Fourth Award for Outstanding Teaching Projects to Be Presented in 2016
‘ 258/2016 from Jul 18, 2016
Teaching projects that take up the subject of digitization and ideally use digital media and technology to convey knowledge can apply for the 2016 Teaching Award of Freie Universität. The award is endowed with 10,000 euros in grant money and is open to all status groups at Freie Universität Berlin - not only instructors, but also students, who can enter self-organized projects. The Teaching Award of Freie Universität is given in recognition of seminars, exercises, or lectures that are dedicated to the potential and challenges involved in digitization and make a contribution to the further development and evolution of the concept of research-oriented teaching at Freie Universität. The awards ceremony is scheduled for the 2017 summer semester. The goal of this annual award is to anchor top research even more firmly within the university’s teaching activities. Submissions will be accepted until October 17, 2016.
Digitization plays a role within all disciplines represented at Freie Universität Berlin, from the natural sciences to the humanities, where computer-assisted processes have become widespread in projects in the fields of digital and computational humanities and beyond. The challenges of digitization also include social and legal aspects, such as copyright law and handling of ’big data.’ As a result, the university welcomes submissions of projects from all disciplines - from the natural and life sciences to the humanities and social sciences - that can use the grant money to support their realization. Digital processes of communicating and acquiring knowledge, meaning digital teaching itself, may also be the subject matter of a course.
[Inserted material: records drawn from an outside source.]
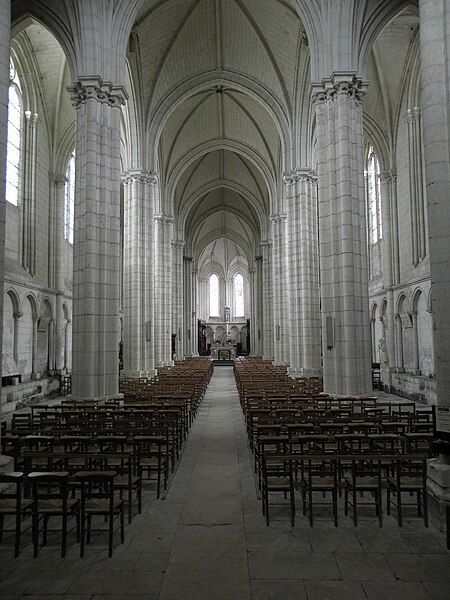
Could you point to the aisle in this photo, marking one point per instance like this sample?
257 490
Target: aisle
209 555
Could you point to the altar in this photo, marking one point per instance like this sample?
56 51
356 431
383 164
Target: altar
223 352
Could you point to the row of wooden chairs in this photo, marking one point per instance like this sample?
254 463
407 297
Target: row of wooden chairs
314 475
51 497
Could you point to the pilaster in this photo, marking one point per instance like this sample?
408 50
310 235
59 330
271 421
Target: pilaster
346 345
163 290
177 297
96 251
139 191
303 272
268 330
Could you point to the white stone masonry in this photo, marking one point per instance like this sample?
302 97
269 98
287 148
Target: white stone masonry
96 326
303 278
163 290
342 236
139 191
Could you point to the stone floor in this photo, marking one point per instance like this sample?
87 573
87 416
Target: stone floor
208 540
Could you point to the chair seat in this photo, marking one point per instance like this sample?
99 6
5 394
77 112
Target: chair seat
365 482
278 483
102 505
8 506
56 505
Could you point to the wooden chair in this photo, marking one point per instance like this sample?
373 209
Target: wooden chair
13 504
410 476
365 476
281 482
98 499
50 491
320 474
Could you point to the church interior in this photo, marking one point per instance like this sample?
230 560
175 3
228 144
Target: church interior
235 213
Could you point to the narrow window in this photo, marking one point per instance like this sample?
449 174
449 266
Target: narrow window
14 136
69 199
214 296
239 295
374 197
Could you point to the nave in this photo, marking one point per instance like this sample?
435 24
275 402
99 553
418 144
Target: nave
207 539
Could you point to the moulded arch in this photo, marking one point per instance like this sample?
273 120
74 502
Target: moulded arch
14 297
51 18
211 146
203 82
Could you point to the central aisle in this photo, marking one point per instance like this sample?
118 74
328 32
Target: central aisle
208 558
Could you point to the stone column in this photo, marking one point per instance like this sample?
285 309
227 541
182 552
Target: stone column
268 330
5 43
416 370
59 266
259 319
390 264
279 290
187 305
253 312
303 288
139 191
177 297
435 84
435 88
418 229
96 251
163 290
346 345
34 373
194 317
51 346
399 366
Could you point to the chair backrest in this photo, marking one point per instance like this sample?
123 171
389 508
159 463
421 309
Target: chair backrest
11 487
52 485
96 485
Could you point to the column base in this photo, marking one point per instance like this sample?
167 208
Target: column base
304 372
99 399
6 464
137 374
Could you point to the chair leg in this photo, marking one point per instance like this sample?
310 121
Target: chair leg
111 533
17 536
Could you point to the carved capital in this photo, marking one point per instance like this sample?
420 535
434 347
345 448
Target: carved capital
103 91
140 176
340 82
277 219
163 219
299 175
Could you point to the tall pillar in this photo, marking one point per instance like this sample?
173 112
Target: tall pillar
96 250
5 43
435 91
435 85
177 297
58 266
139 191
268 329
258 293
253 313
280 300
163 290
303 288
187 305
391 264
194 317
346 345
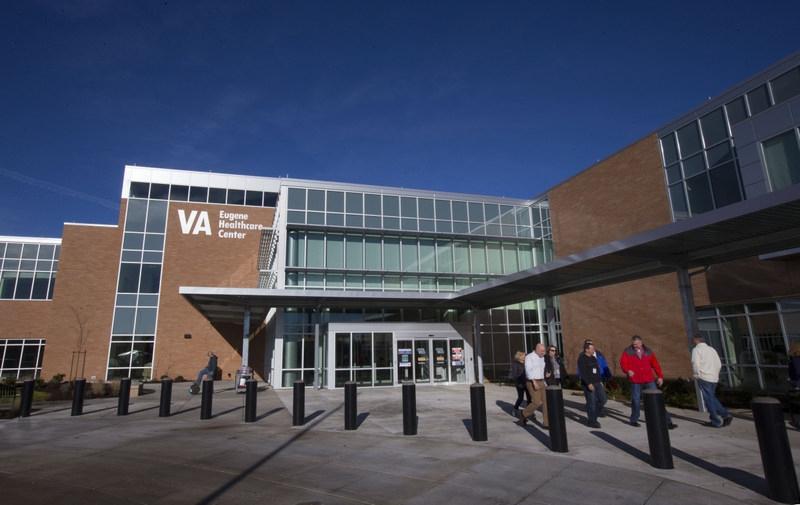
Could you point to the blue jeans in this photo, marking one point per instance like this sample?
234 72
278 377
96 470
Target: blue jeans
636 398
595 401
716 411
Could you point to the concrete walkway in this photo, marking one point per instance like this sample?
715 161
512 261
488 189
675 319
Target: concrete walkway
100 457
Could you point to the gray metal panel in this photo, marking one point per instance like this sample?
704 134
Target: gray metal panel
743 133
756 189
773 121
748 154
742 87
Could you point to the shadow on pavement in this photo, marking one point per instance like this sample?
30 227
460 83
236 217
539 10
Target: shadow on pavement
269 413
234 409
619 444
214 496
313 416
131 412
741 477
506 407
185 410
537 433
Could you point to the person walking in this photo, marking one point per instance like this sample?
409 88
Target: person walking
534 373
209 370
639 362
605 374
517 374
705 368
794 380
553 367
592 384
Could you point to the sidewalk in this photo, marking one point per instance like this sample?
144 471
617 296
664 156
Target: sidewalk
140 458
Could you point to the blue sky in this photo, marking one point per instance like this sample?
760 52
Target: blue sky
504 98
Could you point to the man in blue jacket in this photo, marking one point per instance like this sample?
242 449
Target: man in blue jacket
605 374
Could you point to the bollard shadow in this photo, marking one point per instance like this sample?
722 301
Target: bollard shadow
95 411
506 407
130 413
468 426
619 444
41 412
185 410
269 413
215 495
315 415
234 409
686 418
741 477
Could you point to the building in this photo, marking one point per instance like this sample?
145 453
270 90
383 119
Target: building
330 282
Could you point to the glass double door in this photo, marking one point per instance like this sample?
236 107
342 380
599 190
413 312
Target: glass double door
430 360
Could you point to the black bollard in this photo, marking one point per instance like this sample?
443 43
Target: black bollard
251 388
409 408
657 434
299 404
555 418
776 454
350 407
27 399
166 398
78 387
477 400
124 397
206 397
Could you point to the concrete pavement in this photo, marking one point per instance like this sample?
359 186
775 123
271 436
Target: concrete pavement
99 457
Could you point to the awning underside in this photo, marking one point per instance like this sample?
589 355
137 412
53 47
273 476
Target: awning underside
761 225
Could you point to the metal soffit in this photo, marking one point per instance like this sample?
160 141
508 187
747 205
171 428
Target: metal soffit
761 225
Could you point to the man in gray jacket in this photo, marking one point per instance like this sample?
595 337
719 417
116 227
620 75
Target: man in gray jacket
706 366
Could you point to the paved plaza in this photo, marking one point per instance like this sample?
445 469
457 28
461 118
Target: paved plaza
100 457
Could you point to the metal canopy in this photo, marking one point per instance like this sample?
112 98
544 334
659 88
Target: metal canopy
228 304
760 225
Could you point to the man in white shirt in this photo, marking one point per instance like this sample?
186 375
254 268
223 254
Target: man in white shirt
534 373
705 367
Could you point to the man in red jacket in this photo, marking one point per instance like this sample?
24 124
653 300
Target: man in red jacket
639 362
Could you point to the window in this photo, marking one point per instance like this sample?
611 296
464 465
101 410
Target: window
758 99
782 157
689 139
737 110
297 199
714 129
699 194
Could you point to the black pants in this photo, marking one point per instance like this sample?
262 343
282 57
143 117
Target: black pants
520 391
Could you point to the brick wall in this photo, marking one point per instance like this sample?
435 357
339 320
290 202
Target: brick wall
618 197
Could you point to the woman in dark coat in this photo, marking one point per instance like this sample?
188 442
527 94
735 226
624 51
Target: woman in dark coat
517 374
553 367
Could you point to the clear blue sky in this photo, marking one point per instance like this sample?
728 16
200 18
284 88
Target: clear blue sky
504 98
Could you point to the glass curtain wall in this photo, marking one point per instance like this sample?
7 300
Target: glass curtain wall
133 329
753 341
28 270
21 359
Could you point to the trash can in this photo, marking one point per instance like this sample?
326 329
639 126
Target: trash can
242 376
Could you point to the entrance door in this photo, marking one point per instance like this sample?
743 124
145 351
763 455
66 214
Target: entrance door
422 362
440 359
405 361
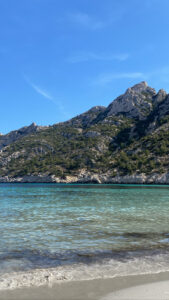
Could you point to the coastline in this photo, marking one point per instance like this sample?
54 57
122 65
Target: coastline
87 178
151 286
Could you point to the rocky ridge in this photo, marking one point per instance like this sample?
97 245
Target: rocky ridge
127 142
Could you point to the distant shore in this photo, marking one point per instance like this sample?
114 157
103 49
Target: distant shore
140 287
91 178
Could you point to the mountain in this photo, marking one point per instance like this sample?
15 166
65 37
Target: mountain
126 142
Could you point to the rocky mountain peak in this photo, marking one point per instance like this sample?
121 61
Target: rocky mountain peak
141 88
136 102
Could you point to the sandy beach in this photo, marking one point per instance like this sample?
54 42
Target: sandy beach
130 287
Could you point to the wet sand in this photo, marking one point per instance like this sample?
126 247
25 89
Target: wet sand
130 287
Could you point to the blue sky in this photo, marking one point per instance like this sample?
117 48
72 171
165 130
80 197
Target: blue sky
58 58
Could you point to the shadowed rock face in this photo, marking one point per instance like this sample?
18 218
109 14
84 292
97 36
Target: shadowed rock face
137 102
126 142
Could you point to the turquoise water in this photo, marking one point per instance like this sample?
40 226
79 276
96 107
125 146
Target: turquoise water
45 226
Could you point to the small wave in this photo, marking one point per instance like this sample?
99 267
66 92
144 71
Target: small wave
108 268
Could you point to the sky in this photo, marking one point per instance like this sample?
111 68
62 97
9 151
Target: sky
59 58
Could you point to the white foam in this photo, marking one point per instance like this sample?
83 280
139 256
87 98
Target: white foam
108 269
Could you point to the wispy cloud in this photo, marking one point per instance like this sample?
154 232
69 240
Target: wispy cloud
89 56
45 94
104 79
86 21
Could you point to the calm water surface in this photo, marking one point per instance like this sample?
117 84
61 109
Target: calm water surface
49 225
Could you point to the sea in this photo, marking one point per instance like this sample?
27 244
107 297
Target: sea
67 232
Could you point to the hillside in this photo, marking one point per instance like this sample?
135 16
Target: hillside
128 141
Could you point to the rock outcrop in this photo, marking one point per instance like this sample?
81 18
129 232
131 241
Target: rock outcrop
127 142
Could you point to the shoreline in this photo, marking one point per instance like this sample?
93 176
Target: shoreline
88 178
126 287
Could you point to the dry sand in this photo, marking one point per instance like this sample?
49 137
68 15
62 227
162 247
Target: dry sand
129 288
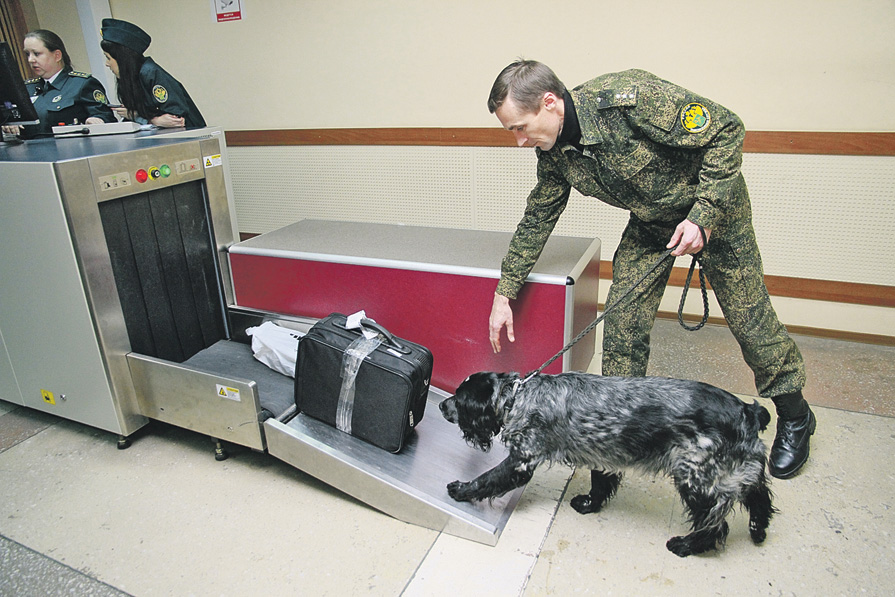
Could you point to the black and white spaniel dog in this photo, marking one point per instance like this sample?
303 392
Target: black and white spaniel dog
704 438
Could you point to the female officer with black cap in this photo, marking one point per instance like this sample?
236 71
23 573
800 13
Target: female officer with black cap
60 94
147 91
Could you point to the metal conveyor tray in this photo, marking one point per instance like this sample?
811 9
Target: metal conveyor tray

The Teaching Award is presented as part of the institutional strategy of Freie Universität within the Excellence Initiative of the German federal and state governments. It supports the implementation of the university’s concept of research-oriented teaching.
In 2013 the first Teaching Award went to a German-Israeli exchange project for history students training to become teachers. It was awarded for a project headed by Martin Lücke, a professor of history education at Freie Universität. The following year a course for company founders, "Trans Pro Idee," designed by Rainer Haag, a professor of chemistry at Freie Universität, and Leonhard Urner, a graduate student in Haag’s group, won the Teaching Award. The most recent award went to support the course "Computational Metaphysics" that was set up by Dr. Christoph Benzmüller to give students majoring in philosophy, mathematics, and computer science an introduction to the current state of research in logic and the use of modern, computer-based proof-assistant systems.